[math4] FourthGradeMath Digest, Vol 2, Issue 19
Greg Dekoenigsberg
gdk at redhat.com
Mon Mar 16 13:49:04 EDT 2009
On Mon, 16 Mar 2009, Caroline Meeks wrote:
> Hi Greg,
>
> Love this idea. What do we have right now? 20 developers and 1 teacher?
More than that, probably. :)
> One suggestion based on the group work I've been doing and studying this
> semester and my experience is that groups of 6 might work better on
> average then groups of 2.
>
> Maybe 4 developers and 2 teachers working on 4 activities.
Sure. These numbers are flexible. The problem is clear, though: we need
more teachers of 4th grade math, and we need them badly -- and it's not
going to be the geeks who recruit them. :)
> And although the activities should not be perfect, they should be very
> thoughtful. That is full of thought about why what you are trying might
> work for learning. Team members should be thinking together about
> learning and it would be great if we could transfer some of those
> thoughts to the next person who picks up the activity and improves it.
> Maybe the next person will also improve or have a different view of the
> pedagy of the activity too.
This is all true, of course.
> I'm not frustrated. I'm excited!!! I just know from research how many
> learning technologies are totally ineffective and sometimes even reduce
> learning. So I want to encourage thinking about pedagogy and learning
> during the design stage.
The brilliant thing about open source is that "failures" always contain in
them the seeds of future success. So while I agree that we don't want to
be precipitous, I also think that open source is most effective when
there's a bias towards action.
> I also want to encourage reflective practice in general.

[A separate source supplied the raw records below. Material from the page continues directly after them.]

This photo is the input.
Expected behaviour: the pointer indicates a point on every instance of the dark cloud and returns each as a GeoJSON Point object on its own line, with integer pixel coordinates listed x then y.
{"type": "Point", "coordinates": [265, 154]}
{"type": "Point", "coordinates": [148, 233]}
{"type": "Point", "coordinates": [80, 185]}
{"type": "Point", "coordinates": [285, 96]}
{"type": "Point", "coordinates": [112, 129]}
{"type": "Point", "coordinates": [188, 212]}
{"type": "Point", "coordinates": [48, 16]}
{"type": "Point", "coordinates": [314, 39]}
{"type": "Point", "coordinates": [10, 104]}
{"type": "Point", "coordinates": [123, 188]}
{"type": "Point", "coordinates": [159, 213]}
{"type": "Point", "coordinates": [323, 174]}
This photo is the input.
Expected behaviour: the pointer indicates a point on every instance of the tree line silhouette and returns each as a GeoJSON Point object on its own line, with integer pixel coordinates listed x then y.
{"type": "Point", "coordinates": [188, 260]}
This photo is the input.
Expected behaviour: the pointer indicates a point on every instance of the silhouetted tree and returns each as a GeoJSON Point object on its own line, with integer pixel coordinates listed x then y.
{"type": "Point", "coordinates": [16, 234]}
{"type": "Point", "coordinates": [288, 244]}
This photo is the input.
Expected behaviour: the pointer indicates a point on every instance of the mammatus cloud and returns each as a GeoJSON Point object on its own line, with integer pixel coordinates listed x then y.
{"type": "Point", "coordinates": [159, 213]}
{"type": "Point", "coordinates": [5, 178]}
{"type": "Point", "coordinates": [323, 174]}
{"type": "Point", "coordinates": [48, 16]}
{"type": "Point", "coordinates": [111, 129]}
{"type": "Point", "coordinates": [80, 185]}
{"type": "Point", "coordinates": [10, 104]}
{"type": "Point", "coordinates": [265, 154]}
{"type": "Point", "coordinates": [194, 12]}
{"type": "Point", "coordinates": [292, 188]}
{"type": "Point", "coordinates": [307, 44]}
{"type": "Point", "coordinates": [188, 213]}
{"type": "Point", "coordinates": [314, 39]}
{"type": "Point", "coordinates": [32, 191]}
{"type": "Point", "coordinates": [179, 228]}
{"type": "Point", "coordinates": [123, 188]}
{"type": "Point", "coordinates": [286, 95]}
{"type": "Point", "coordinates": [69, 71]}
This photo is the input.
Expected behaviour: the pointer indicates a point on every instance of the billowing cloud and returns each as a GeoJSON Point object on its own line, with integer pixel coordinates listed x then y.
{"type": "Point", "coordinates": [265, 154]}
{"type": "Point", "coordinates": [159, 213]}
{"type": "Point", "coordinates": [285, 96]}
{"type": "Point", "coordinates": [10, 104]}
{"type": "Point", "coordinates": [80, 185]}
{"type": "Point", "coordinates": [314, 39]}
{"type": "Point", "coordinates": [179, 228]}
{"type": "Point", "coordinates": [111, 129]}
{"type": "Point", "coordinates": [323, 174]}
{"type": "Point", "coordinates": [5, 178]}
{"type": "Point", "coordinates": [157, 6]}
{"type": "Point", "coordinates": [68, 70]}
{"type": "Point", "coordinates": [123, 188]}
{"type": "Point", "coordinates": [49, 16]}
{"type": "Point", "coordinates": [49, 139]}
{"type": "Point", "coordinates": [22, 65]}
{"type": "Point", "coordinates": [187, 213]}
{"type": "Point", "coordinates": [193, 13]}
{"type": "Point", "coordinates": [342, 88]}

I want to encourage rapid failure in general. Very yin and yang between
us. :)
> I do this for two reasons. First, I think it will make your work better
> and second, its the change we need to accomplish in the schools and with
> the students, it just makes sense for us to try to practice it
> ourselves.
>
> I'm excited because having kids using instructional materials that
> really promote thinking and result in learning is the whole point. What
> you are starting is important. Thinking about it is important too.
My learning style is a rapid loop of doing and thinking. Reflection and
action together. A structure that allows exploration and celebrates
failure.
Of course, until we find a whole bunch of teachers to set us right, we're
just talking to ourselves. :) How can we recruit teachers to our cause?